The Loneliness of the Producers should definitely be the name of a slashfic site.
The novel projects a culture in which what they do is not recognized, valued, or rewarded. Or rather, since both Dagny and Rearden have been very successful in economic terms, they have been rewarded only with money, and they treat that as if it is the least important reward.
You even see them sighing and weeping sometimes, but eventually they find and form "family" with a bunch of other rich fucks and they all live productively ever after. They are so not cheesy antique wish-fulfillment objects for the little children inside who never got over their playmates' laughter.

The punch line? Tracinski's working on a reader's guide to Atlas Shrugged, and directs us to another site where, now that he has our attention...
My target is to raise $25,000 to buy back more of my time from other projects and focus on completing my Reader’s Guide to Atlas Shrugged in the next few months. Please, if you think this project is valuable, go to www.TracinskiLetter.com/subscribe to contribute. 
This is the kind of project that might normally be funded by a think tank or foundation, but my readers know that I have always been an independent voice.
By my life and my love of it, that's rich! When next I'm out on the street, I'll front my begging bowl with a sign that says INDEPENDENT VOICE SEEKS CROWDFUNDING, see how that works, and recalibrate my opinion of mankind accordingly.

UPDATE. In comments, cleter has a brainstorm:
"No amount of car elevators could fill the emptiness in Mitt Romney's heart. He didn't need more wealth, all he needed was love. And there, standing next to his Mercedes, he wept. All he wanted was slightly over 50% of America's love...."
From "Atlas Shrugged II: The Secret of Romney's Gold," by Brian Herbert and Ayn Rand Jr.

IT ONLY TAKES A MOMENT.

This week has pretty much clarified what "the libertarian moment" really is: While that Times article  portrayed it as a historical moment, events show that it has become an actual moment -- something lasting only briefly, but calculated to have a long-term effect.

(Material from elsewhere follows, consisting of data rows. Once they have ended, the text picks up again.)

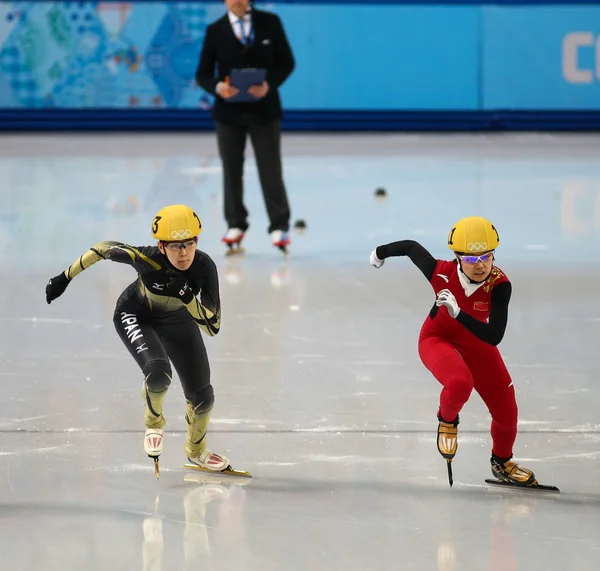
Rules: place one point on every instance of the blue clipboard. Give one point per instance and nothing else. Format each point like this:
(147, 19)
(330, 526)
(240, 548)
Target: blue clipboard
(242, 79)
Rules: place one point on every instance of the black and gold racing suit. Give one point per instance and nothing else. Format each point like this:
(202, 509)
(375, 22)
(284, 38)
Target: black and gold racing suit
(157, 328)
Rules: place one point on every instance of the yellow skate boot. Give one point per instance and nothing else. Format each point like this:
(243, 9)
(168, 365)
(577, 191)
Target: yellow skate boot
(507, 471)
(447, 438)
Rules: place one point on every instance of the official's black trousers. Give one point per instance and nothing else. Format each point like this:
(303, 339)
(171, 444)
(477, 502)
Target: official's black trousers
(266, 141)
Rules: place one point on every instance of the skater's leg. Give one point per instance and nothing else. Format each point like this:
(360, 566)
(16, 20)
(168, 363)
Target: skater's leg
(231, 140)
(493, 383)
(183, 342)
(448, 367)
(266, 141)
(145, 347)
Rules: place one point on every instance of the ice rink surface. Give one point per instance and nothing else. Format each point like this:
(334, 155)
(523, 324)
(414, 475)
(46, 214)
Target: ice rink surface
(320, 393)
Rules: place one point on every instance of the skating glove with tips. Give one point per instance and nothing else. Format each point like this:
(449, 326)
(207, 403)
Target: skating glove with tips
(56, 287)
(374, 260)
(447, 299)
(178, 287)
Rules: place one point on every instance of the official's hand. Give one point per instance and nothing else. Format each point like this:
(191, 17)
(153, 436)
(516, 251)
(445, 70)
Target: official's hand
(259, 91)
(56, 287)
(447, 299)
(374, 260)
(178, 287)
(225, 90)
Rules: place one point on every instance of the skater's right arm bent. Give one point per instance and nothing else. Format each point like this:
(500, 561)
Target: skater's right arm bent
(206, 311)
(418, 255)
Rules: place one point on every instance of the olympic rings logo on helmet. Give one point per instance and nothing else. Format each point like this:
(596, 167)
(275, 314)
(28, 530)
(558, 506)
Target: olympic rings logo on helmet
(181, 234)
(477, 247)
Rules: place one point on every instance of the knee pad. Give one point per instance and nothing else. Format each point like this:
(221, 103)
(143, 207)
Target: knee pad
(202, 400)
(158, 375)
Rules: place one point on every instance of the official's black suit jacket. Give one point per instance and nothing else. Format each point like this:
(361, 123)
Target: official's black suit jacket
(222, 52)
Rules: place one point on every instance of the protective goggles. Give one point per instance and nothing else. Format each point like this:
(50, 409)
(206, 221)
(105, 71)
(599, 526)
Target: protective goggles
(468, 259)
(174, 246)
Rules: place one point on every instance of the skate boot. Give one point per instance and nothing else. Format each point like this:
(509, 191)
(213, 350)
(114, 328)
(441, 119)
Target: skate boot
(155, 423)
(153, 442)
(507, 471)
(447, 438)
(280, 240)
(233, 238)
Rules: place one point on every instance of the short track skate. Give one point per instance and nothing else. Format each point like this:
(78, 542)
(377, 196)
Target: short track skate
(235, 249)
(233, 240)
(534, 487)
(229, 471)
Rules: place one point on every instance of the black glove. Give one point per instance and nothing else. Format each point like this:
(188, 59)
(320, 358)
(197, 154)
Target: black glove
(178, 287)
(56, 287)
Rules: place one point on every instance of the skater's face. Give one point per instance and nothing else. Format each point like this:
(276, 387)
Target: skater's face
(477, 268)
(180, 254)
(238, 7)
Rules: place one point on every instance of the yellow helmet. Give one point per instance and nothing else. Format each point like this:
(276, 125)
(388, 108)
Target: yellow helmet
(473, 234)
(176, 222)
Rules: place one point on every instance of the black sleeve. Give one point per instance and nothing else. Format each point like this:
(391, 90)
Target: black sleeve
(205, 72)
(491, 332)
(418, 255)
(283, 59)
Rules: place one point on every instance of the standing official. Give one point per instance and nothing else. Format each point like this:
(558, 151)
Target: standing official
(248, 38)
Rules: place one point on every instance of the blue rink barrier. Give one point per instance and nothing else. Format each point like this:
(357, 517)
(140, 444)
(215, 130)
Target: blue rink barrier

Take, for example,  "Why the ‘War on Journalists’ in Ferguson?" by Rick Moran. Readers of his impeccably rightwing venue, the PJ Tatler, may from the headline expect one of those columns featuring, in the words Timothy P. Carney, "wisdom shared by libertarians and conservatives" -- that is, conservatives of both kinds united to fight the power of Big Police.

However, Moran is actually with the cops:
It is unrealistic for reporters to think that police approach anyone not wearing blue during a riot with anything but suspicion. This is especially true when they are under gun fire, and Molotov Cocktails and rocks are being thrown at them. It appears that many of the detentions have occurred when reporters either got in the way or were in the wrong place at the wrong time.
And on and on like that. But! Then Moran drops this:
On the other hand, there have been some questionable actions by police directed at reporters, like the incident mentioned above at the McDonald’s last week where two reporters were roughed up and dragged off to jail.
That done, it's back to stuff like
Do reporters think they should have free rein to run around a riot ignorantly, putting themselves and the police who try to assist them in danger?... That ignorance is going to get one of them killed unless they’re more careful.
That "on the other hand" section may seem to normal readers like a weird hiccup -- only there because of a nervous editor, perhaps, or a debilitating stroke.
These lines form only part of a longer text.